Personal information
- Full name: Samuel Lopes Robalo Pedro
- Date of birth: 24 April 2001 (age 25)
- Place of birth: Aveiro, Portugal
- Height: 1.80 m (5 ft 11 in)
- Position(s): Winger; forward;

Team information
- Current team: Dubai United
- Number: 11

Youth career
- 2009–2015: Beira-Mar
- 2015–2016: Gafanha
- 2016–2017: Palmeiras Braga
- 2017–2018: Braga
- 2018–2019: Boavista

Senior career*
- Years: Team / Apps / (Gls)
- 2019–2020: Boavista / 1 / (0)
- 2020–2022: Benfica B / 26 / (2)
- 2021–2022: → Covilhã (loan) / 13 / (1)
- 2022–2023: Olimpija Ljubljana / 13 / (1)
- 2023–2024: Jerv / 24 / (14)
- 2024–: Dubai United / 37 / (13)

International career
- 2020: Portugal U19 / 1 / (0)

= Samuel Pedro =

Portuguese footballer

Samuel Lopes Robalo Pedro (born 24 April 2001) is a Portuguese professional footballer who plays as a winger or forward for UAE First Division League club Dubai United.

==Club career==
===Boavista===
Born in Aveiro, Pedro began playing football at hometown club Beira-Mar, and played for several other youth teams including Braga and Boavista. He made his professional debut in his only appearance for the latter on 6 December 2019, a 4–1 Primeira Liga home loss to Benfica in which he came on as a 69th-minute substitute for Gustavo Sauer.

===Benfica===
On 20 January 2020, 18-year-old Pedro signed a contract of undisclosed length at Benfica, while Boavista retained 50% of his economic rights. He played for the B-team in the second tier, scoring his first senior goal on 25 November to decide a 3–2 win at nearby Cova da Piedade.

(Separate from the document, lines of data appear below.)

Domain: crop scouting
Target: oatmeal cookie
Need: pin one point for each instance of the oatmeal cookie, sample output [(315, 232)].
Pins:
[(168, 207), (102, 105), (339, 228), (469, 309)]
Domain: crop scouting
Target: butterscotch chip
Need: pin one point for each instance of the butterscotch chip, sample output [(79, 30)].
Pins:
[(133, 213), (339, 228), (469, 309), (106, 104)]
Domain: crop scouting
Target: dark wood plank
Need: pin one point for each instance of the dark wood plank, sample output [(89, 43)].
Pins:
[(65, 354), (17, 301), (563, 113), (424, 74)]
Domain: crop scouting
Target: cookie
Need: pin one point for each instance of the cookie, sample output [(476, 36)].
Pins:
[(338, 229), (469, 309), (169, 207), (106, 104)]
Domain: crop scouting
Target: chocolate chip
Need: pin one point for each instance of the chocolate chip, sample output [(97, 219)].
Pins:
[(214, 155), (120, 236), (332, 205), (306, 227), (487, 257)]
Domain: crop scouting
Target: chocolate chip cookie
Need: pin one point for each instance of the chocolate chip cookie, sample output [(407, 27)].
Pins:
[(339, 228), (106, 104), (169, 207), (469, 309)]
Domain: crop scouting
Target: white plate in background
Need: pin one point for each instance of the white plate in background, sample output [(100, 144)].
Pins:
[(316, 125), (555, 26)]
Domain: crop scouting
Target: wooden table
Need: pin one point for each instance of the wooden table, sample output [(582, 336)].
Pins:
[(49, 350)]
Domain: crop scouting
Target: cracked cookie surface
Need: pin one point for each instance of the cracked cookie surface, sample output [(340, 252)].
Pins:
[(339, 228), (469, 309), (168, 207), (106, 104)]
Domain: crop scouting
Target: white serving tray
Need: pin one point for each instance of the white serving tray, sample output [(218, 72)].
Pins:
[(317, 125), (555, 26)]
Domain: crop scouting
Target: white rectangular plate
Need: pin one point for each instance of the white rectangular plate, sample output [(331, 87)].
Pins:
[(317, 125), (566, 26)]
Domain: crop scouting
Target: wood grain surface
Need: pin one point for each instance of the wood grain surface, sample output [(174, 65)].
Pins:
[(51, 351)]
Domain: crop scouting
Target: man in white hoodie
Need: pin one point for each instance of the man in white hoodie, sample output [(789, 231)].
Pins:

Pedro was loaned to Covilhã in the same league on 5 January 2022. He played 13 games over the remainder of the season, being recalled two games early as the team stayed up via the play-offs; he scored once as a late substitute on 13 March to conclude a 2–0 home win over Trofense.

===Olimpija Ljubljana===
On 8 July 2022, Pedro signed a three-year contract with Slovenian PrvaLiga side Olimpija Ljubljana. He made his debut nine days later as the season began with a 2–0 home win over Mura, in which he came on after 58 minutes for Aldair and scored in added time.

=== Jerv ===
On 14 February 2023, Pedro signed a one-year contract with Norwegian First Division club Jerv. He finished the 2023 season as the league's second top goalscorer, with 14 goals in 24 matches; Jerv, however, finished in penultimate place, getting relegated to the Second Division.

==International career==
Born in Portugal, Pedro is of Angolan descent. He was capped once by Portugal at under-19 level. On 25 February 2020, he played the first half of a 3–1 friendly win over France in Marinha Grande.